If I'm honest I reckon it breaksdown like this
20% of it is on heritage albums, most of which I rarely listen to;
20% on new albums by former favourites in the inevitably vain hope that they'll recapture former glories.
55% on things that have been well reviewed only to find that the rationale for said reviews escapes me,
Leaving only about 5% on good new albums which I find genuinely interesting.
What is it about getting old that makes it so difficult to engage with new music? It wasn't really all better back then was it? (I'm 42 if that helps).
Those former glories!!
I'm sure I could save myself a small fortune if I could convince myself that no matter what I hope, that new CD by X is just not going to be anything but a pale shadow at best of that favourite from N years ago.
Good Question!
It took me many years to realise that Lou Reed was never going to make another album I needed to hear twice, nor were the Rolling Stones, or Van Morrison. Even the Ramones, who I love dearly, made some not very good albums. (There, I've said it! I still bought the albums)
I remember reading a theory that people don't just buy albums - they buy the idea that they will have time to listen to the album, which is a different thing.

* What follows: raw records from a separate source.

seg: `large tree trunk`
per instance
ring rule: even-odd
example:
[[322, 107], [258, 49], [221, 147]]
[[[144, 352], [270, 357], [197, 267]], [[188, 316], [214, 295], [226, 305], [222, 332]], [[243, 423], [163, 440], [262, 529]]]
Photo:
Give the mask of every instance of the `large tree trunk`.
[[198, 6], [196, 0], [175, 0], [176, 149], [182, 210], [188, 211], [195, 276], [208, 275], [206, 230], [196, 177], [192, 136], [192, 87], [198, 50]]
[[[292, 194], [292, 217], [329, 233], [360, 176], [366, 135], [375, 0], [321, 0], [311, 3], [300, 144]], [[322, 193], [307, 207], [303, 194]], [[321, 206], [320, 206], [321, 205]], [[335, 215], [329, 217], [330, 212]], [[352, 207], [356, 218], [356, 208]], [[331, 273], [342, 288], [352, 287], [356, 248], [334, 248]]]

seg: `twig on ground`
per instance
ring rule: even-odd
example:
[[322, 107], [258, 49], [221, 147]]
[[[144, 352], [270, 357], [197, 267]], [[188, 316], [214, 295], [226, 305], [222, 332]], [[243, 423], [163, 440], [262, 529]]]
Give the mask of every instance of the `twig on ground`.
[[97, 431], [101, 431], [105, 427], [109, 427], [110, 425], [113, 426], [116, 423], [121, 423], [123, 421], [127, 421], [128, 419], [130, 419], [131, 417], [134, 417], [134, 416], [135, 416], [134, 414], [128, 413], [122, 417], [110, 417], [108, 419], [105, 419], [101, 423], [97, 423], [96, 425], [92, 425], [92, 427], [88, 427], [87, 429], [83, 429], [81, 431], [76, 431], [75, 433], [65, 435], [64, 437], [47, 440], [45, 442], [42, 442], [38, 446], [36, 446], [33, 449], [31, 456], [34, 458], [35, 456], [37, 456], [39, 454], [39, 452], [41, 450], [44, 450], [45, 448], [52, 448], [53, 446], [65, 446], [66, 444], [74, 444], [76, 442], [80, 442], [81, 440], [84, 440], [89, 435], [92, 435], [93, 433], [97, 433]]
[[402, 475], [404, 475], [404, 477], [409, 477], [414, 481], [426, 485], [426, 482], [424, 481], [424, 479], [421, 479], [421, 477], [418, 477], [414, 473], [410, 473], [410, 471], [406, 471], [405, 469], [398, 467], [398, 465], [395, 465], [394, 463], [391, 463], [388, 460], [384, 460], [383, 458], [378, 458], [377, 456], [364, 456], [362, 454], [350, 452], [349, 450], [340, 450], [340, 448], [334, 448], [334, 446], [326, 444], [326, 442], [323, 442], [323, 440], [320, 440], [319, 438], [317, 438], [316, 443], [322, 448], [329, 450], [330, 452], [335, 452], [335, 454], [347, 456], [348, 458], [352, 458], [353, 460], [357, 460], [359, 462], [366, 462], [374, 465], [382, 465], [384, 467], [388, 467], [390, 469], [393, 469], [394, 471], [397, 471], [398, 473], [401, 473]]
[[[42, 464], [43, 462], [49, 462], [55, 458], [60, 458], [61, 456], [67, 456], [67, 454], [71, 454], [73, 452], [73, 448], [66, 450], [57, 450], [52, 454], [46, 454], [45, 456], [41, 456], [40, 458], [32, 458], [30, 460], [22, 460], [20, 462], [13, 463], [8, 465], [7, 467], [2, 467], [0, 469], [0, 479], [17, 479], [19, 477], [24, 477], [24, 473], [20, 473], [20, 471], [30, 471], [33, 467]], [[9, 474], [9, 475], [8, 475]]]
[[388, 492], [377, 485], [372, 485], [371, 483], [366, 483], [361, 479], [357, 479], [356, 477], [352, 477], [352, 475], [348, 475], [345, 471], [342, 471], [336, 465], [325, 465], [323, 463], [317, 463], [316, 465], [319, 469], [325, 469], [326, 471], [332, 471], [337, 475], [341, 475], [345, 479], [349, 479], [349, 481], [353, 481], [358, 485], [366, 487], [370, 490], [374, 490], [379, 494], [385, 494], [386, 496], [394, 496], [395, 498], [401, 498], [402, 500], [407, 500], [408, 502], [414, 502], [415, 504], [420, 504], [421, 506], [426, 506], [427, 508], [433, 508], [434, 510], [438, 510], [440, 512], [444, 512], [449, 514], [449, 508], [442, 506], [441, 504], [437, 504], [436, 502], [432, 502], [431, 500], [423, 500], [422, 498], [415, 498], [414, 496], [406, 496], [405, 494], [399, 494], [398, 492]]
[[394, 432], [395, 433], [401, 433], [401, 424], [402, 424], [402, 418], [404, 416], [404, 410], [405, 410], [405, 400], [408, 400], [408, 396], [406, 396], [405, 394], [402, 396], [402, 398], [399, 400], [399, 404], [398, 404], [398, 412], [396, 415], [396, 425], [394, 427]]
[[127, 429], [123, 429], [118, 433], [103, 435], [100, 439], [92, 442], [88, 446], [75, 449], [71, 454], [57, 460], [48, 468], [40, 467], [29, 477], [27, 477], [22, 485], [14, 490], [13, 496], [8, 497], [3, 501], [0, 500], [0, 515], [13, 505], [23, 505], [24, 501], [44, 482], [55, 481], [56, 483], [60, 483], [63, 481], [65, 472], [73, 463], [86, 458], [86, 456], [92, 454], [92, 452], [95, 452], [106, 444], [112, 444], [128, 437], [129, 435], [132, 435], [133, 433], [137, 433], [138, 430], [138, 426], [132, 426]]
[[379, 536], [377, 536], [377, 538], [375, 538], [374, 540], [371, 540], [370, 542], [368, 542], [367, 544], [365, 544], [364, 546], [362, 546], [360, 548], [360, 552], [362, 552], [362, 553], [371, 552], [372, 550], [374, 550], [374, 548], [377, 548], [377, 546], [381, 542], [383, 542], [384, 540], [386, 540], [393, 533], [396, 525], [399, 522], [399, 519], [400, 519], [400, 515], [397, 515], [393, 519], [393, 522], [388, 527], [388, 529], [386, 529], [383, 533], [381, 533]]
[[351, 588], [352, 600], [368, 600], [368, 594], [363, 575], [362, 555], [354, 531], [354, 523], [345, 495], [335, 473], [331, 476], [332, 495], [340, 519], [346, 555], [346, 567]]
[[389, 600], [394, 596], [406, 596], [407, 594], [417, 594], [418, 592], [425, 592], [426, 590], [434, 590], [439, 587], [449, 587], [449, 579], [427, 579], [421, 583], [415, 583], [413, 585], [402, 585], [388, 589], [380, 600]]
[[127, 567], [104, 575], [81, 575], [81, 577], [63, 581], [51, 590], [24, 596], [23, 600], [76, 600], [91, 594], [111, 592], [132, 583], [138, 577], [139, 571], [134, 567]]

In other threads here I've been reminded of how many times I listened to the first albums I bought, and now I have easily 100 CDs I haven't played twice.
It's partly me changing, partly the embarrassment of riches : shall I listen to an old Jimmy Reed album I know and love, or maybe Swordfishtrombones, or would I rather try to hear some "new"?
New v Old
New has got to be better than old surely? Things should continually be reinvented. Nostalgia notwithstanding, are there any other examples where old is definitively better than new. I'm struggling (medicine, housing, transport etc)
Isn't the best music always being made now? Are Joy Division really any better than Interpol? Was Carmel superior to Duffy? Does anyone need to hear The Beatles ever again?
The past is always better for one very simple reason
There's more of it.
Success!
Subscription to Napster. £120 annually.